BILE ACID SEQUESTRANTS OR RESINS

Primary Prevention

Bile acid sequestrants (BAS) have the ability to reduce LDL-C and slightly raise HDL-C; however, they may increase TG concentrations.  The Lipid Research Clinics Coronary Primary Prevention Trial (LRC-CPPT, 1984) decreased CHD death and nonfatal MI (RRR 19 percent, ARR 1.6 percent, NNT 62), but there was no overall mortality benefit compared to placebo.

Secondary Prevention

There are no published trials evaluating the effect of resins (as monotherapy) on clinical endpoints in patients with CVD.  Resins have the ability to reduce LDL-C 10-27 percent, no effect on HDL-C, and either no effect or may increase triglyceride concentrations.  They may be considered as add-on therapy for those not achieving their LDL-C goals on niacin or moderate to maximum daily doses of statins (See combination therapy-Annotation Q2).

Considerations-BAS or Resin

The major limitations of resins are their poor tolerability (GI adverse effects), potential for drug interactions (if taken with other medications), and potential to further increase TGs in patients with elevated TG levels.

Resins may be considered as second-line therapy in patients unable to tolerate statins or other lipid-lowering treatments.  Resins may also be considered in combination with statins or other lipid-lowering drugs if LDL-C goals are not achieved with monotherapy (see combination therapy-Annotation Q2).

EZETIMIBE

Ezetimibe (ZetiaÒ) is the first in a new class of cholesterol lowering agents called the cholesterol absorption inhibitors.  It acts by selectively inhibiting absorption of cholesterol (dietary and biliary) at the brush border of the small intestine.

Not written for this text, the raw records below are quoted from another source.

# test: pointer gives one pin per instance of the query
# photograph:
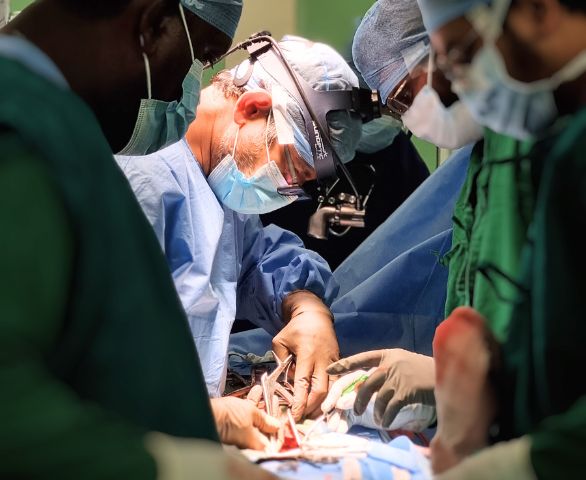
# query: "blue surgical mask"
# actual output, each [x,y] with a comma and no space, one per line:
[498,101]
[378,134]
[161,123]
[256,194]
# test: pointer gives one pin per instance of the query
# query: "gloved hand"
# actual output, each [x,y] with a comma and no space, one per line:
[338,407]
[401,378]
[309,335]
[241,423]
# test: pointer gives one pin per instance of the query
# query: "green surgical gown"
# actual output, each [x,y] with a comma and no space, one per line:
[545,354]
[490,226]
[95,349]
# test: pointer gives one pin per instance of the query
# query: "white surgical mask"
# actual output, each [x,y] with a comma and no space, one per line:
[427,118]
[495,99]
[256,194]
[521,110]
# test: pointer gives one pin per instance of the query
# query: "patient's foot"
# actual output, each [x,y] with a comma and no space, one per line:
[464,397]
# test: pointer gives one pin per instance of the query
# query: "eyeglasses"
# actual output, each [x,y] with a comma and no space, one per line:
[293,190]
[400,99]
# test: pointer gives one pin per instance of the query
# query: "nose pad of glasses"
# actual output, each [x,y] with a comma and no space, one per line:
[294,191]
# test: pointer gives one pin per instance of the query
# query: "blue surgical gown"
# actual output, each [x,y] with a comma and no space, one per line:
[393,286]
[225,265]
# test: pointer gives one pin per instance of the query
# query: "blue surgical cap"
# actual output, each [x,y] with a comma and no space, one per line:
[436,13]
[389,42]
[323,69]
[222,14]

Aside from LDL-C lowering, there is no evidence to support a reduction in CHD events with ezetimibe when used alone for primary or secondary prevention of CHD.  However, it can be considered for lowering LDL-C in those patients either unable to tolerate and/or having an inadequate LDL-C lowering response to other lipid-lowering agents.

Considerations

When combined with statins, ezetimibe may increase the risk of elevated transaminases.  It should not be used with gemfibrozil, fenofibrate, or enofibrate micronized.

 

FISH OIL SUPPLEMENTS (N-3 Polyunsaturated Fatty Acids or N-3 PUFA or Omega-3 Fatty Acids)

In NCEP ATP-III, the use of fish oil supplementation or -3 PUFAs is discussed briefly.  As part of the report, n-3 PUFAs (e.g., fish, fish oils, or high linolenic acid oils) in lower doses (1-2 g/day) are mentioned for the prevention of CHD.  ATP-III concluded that the strength of the available clinical trial evidence for this use was moderate and states that more definitive clinical trials are needed prior to routinely recommending n-3 PUFAs for primary or secondary prevention of CHD (NCEP ATP-III, 2002; DART-Burr et al., 1989; Singh et al., 1997; GISSI, 1999).

Based upon the evidence from two systematic reviews (Harris, 1997; Farmer et al., 2001) and several other randomized controlled trials (Harris, 1997; Nordoy et al., 2001; Durrington et al., 2001; Stalenhoef et al., 2000), n-3 PUFAs, in doses of 3-4 grams per daily are safe and efficacious in lowering TGs and are an alternative to fibric acids (gemfibrozil or fenofibrate) or nicotinic acid for the treatment of hypertriglyceridemia.